Removing legacy globals with ES6 Proxies

You actually can get rid of your legacy window objects

I found a nice pattern today for getting rid of those global configuration variables that you're pretty sure aren't used anymore but you're a bit too scared to delete. You know the ones, they look like this:

/* DO NOT CHANGE! WILL BREAK SOMETHING SOMEWHERE. TRUST ME. THX. */

window.GLOBAL_CONFIG = {
  env: 'dev',
  ...
}

They're the cockroaches of large sites: they outlast developers, framework apocalyses, full rewrites. You know that something outside of your code base relies on them and it's near impossible to figure out what. It's easier to just leave it where it is and move on with your life.

Well, ES6 proxies actually make it a whole lot easier to find out which properties aren't being used! Proxies allow you to put logic between someone trying to access a property and them actually receiving it.

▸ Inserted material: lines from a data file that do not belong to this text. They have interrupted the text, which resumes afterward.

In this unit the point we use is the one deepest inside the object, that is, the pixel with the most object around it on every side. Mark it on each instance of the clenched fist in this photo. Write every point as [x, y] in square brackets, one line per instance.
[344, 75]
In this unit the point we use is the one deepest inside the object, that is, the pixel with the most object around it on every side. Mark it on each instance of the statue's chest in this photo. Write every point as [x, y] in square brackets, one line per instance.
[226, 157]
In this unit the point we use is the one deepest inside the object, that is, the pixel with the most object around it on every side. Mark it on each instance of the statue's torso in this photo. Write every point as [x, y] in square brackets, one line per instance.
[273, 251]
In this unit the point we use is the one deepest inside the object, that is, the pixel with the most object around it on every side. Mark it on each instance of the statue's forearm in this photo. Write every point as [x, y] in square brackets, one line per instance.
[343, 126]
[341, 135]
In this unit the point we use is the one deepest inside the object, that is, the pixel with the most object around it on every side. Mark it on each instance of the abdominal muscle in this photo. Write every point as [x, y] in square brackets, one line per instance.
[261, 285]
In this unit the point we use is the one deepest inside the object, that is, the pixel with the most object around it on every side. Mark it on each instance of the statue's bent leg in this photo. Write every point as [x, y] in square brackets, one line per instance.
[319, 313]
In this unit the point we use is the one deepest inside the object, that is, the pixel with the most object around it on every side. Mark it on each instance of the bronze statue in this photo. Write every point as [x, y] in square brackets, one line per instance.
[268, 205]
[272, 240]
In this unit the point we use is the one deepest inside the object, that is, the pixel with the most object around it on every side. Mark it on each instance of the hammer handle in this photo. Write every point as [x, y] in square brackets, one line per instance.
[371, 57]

Here's some actual code:

(function() {

  /* First we'll rename our `GLOBAL_CONFIG` object and make it private */
  var _config = {
    env: 'dev'
  };

  /* If we don't support proxies let's just give them what they want! */
  if (!('Proxy' in window)) {
    window.GLOBAL_CONFIG = _config;
    return;
  }

  /*
   * Alright, now we make a Proxy object.
   *
   * get is a function that will be called every time we access
   * a property.
   *
   * At this point, all we're going to do is return the original value.
   */
  var myProxy = {
    get: function(target, name) {
      return _config[name];
    }
  };

  /* Finally, let's assign it back so there's no difference for the consuming code. */
  window.GLOBAL_CONFIG = new Proxy({}, myProxy);

}());

And we're done! We've written some code which does absolutely nothing!

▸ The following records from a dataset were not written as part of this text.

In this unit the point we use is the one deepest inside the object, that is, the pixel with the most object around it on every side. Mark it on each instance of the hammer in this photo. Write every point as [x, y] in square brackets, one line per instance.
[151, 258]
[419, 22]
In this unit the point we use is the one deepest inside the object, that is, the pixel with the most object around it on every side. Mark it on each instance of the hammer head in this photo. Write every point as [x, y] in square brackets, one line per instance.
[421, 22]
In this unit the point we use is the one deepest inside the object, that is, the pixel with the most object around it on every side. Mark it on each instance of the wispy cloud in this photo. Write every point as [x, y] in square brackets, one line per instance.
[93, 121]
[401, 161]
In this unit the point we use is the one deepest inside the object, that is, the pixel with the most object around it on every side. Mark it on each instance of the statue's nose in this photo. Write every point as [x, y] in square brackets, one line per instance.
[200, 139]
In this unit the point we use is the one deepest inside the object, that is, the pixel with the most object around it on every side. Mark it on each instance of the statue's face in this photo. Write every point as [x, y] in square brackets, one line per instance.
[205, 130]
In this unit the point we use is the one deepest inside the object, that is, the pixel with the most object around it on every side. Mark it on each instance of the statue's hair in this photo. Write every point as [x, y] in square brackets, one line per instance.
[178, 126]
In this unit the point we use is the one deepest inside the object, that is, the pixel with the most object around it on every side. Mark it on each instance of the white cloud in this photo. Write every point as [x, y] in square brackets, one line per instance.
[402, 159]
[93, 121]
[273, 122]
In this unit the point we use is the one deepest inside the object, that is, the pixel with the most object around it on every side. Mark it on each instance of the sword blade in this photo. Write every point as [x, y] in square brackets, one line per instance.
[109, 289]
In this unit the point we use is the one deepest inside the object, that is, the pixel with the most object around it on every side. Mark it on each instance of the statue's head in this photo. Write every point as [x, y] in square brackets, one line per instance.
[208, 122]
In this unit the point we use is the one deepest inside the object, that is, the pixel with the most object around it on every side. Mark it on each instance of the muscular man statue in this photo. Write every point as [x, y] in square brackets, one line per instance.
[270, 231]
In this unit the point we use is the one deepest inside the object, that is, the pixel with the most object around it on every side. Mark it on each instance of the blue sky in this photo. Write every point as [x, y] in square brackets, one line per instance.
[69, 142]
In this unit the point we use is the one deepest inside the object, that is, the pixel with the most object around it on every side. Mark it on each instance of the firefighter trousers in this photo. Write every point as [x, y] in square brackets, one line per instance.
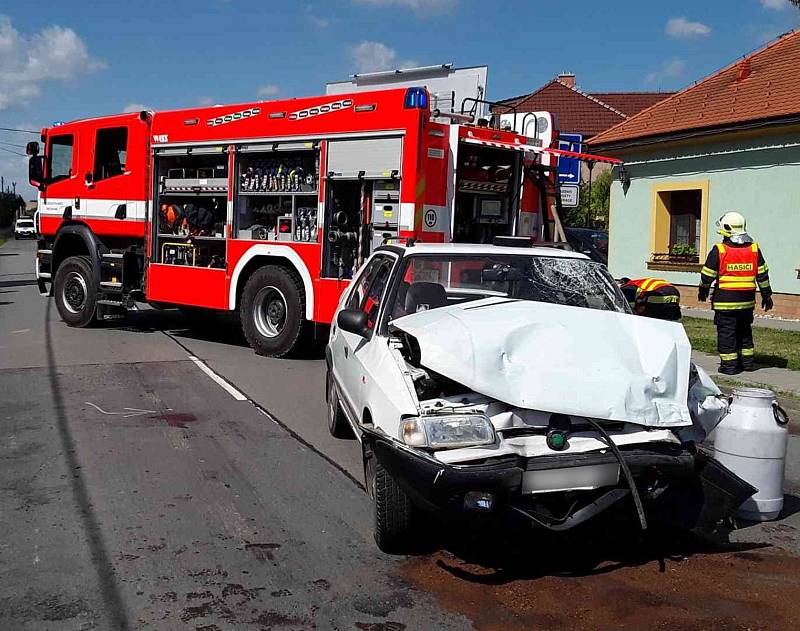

var x = window.GLOBAL_CONFIG.env;
console.log(x);
// log: "dev"

This is usually where I'd stop but in fact it gets a bit more fun when you add some logic to the myProxy object. For example we could log out which properties have been called:

var myProxy = {
  get: function(target, name) {
    console.log(`Someone tried to access GLOBAL_CONFIG.${name}!`);
    return _config[name];
  }
};
var x = window.GLOBAL_CONFIG.env;
// log: Someone tried to access GLOBAL_CONFIG.env!

console.log(x);
// log: "dev"

Reloading the page might give you some idea of who is accessing the object but, given that the calling code is probably outside of your own code base, it's only going to get you so far.

Instead, let's send that data somewhere! Your favourite analytics service will probably do the trick.

var myProxy = {
  get: function(target, name) {
    // Assume this method makes a http request somewhere
    track('global_config', name);

    return _config[name];
  }
};

Now just deploy it for a bit and let your users tell you which properties are still being accessed! You might end up with some graphs like this:

Charts showing that a property is never accessed

And now we can delete the base_url property, safe in the knowledge that no one is using it.